[<prev] [next>] [<thread-prev] [day] [month] [year] [list]
Message-ID: <20220427031319.GA3900750@hori.linux.bs1.fc.nec.co.jp>
Date: Wed, 27 Apr 2022 03:13:19 +0000
From: HORIGUCHI NAOYA(堀口 直也)
<naoya.horiguchi@....com>
To: Miaohe Lin <linmiaohe@...wei.com>
CC: Mike Kravetz <mike.kravetz@...cle.com>,
David Hildenbrand <david@...hat.com>,
"akpm@...ux-foundation.org" <akpm@...ux-foundation.org>,
"linux-mm@...ck.org" <linux-mm@...ck.org>,
"linux-kernel@...r.kernel.org" <linux-kernel@...r.kernel.org>,
Oscar Salvador <osalvador@...e.de>
Subject: Re: [PATCH] mm/memory_hotplug: avoid consuming corrupted data when
offline pages
On Tue, Apr 26, 2022 at 07:41:52PM +0800, Miaohe Lin wrote:
> On 2022/4/25 21:55, HORIGUCHI NAOYA(堀口 直也) wrote:
> > On Fri, Apr 22, 2022 at 02:53:48PM +0800, Miaohe Lin wrote:
> >> On 2022/4/22 6:04, Mike Kravetz wrote:
> >>> On 4/21/22 07:20, David Hildenbrand wrote:
> >>>> On 21.04.22 15:51, Miaohe Lin wrote:
> >>>>> When trying to offline pages, HWPoisoned hugepage is migrated without
> >>>>> checking PageHWPoison first. So corrupted data could be consumed. Fix
> >>>>> it by deferring isolate_huge_page until PageHWPoison is handled.
> >>>>>
> >>>>
> >>>> CCing Oscar, Mike and Naoya
> >>>>
> >>>>> Signed-off-by: Miaohe Lin <linmiaohe@...wei.com>
> >>>>> ---
> >>>>> mm/memory_hotplug.c | 11 +++++++----
> >>>>> 1 file changed, 7 insertions(+), 4 deletions(-)
> >>>>>
> >>>>> diff --git a/mm/memory_hotplug.c b/mm/memory_hotplug.c
> >>>>> index 4c6065e5d274..093f85ec5c5c 100644
> >>>>> --- a/mm/memory_hotplug.c
> >>>>> +++ b/mm/memory_hotplug.c
> >>>>> @@ -1600,11 +1600,9 @@ do_migrate_range(unsigned long start_pfn, unsigned long end_pfn)

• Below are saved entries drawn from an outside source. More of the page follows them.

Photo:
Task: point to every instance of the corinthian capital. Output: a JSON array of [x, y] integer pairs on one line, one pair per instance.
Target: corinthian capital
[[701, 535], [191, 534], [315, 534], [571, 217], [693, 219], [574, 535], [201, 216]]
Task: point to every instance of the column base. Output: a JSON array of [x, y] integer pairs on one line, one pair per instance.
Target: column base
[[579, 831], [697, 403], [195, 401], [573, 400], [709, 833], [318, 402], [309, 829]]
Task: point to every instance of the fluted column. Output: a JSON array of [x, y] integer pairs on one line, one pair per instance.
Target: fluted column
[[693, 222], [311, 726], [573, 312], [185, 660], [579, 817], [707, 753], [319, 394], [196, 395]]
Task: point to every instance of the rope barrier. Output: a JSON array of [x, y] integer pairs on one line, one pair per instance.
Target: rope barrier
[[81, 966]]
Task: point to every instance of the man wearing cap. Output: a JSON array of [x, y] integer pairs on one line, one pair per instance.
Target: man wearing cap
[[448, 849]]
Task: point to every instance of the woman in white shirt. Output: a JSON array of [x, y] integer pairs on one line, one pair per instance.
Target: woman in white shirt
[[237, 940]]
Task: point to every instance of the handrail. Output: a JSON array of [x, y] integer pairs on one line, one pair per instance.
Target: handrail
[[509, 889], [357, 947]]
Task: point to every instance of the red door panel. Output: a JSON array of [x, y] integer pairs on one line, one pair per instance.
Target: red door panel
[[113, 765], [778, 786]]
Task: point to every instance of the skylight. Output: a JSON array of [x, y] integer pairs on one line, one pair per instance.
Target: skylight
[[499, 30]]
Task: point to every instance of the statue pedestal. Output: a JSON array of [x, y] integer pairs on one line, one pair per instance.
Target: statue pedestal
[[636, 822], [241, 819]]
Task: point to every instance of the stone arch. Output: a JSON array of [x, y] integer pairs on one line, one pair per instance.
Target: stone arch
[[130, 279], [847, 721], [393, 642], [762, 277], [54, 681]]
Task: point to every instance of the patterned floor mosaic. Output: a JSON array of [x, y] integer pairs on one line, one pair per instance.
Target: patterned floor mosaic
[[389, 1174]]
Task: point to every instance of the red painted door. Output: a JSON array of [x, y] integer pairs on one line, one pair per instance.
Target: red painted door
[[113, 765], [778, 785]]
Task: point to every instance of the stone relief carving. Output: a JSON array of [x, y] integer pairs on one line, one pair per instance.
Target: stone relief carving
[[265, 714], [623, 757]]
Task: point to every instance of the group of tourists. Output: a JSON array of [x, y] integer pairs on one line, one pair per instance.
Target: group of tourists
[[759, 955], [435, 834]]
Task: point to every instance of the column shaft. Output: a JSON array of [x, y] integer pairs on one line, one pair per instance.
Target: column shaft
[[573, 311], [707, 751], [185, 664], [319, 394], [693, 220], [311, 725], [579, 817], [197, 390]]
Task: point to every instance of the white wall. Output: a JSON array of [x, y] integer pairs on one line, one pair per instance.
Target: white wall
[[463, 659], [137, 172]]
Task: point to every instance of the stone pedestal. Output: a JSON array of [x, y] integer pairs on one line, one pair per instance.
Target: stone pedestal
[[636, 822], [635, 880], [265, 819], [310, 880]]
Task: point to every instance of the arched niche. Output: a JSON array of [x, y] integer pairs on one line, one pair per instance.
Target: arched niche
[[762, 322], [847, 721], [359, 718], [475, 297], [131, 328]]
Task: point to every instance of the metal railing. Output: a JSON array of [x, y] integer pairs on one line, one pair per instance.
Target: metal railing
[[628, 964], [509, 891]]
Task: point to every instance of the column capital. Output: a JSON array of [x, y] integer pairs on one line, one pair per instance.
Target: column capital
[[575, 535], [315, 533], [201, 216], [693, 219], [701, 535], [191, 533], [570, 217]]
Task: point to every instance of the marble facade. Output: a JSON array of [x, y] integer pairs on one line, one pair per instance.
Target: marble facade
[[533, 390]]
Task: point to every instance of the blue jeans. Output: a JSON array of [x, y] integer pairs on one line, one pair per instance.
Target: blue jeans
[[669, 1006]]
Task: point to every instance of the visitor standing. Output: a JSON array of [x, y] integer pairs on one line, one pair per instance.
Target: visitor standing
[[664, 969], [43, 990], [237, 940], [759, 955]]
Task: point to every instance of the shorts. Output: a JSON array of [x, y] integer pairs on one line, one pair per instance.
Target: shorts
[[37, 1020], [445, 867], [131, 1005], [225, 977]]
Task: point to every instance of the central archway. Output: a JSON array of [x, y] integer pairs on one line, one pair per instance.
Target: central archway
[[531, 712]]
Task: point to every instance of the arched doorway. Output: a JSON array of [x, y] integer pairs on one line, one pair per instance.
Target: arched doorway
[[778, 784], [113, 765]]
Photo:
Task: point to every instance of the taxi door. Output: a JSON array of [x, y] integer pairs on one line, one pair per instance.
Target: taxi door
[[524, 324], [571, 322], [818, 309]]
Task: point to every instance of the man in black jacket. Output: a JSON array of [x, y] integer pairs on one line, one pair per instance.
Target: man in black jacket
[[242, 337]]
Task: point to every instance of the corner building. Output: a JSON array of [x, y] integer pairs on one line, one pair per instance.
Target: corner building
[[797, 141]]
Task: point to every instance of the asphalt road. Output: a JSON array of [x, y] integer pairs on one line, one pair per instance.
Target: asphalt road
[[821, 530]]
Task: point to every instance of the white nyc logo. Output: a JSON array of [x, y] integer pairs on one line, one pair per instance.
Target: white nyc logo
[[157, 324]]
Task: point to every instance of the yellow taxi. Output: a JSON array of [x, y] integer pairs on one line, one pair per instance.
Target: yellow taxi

> >>>>> folio = page_folio(page);
> >>>>> head = &folio->page;
> >>>>>
> >>>>> - if (PageHuge(page)) {
> >>>>> + if (PageHuge(page))
> >>>>> pfn = page_to_pfn(head) + compound_nr(head) - 1;
> >>>>> - isolate_huge_page(head, &source);
> >>>>> - continue;
> >>>>> - } else if (PageTransHuge(page))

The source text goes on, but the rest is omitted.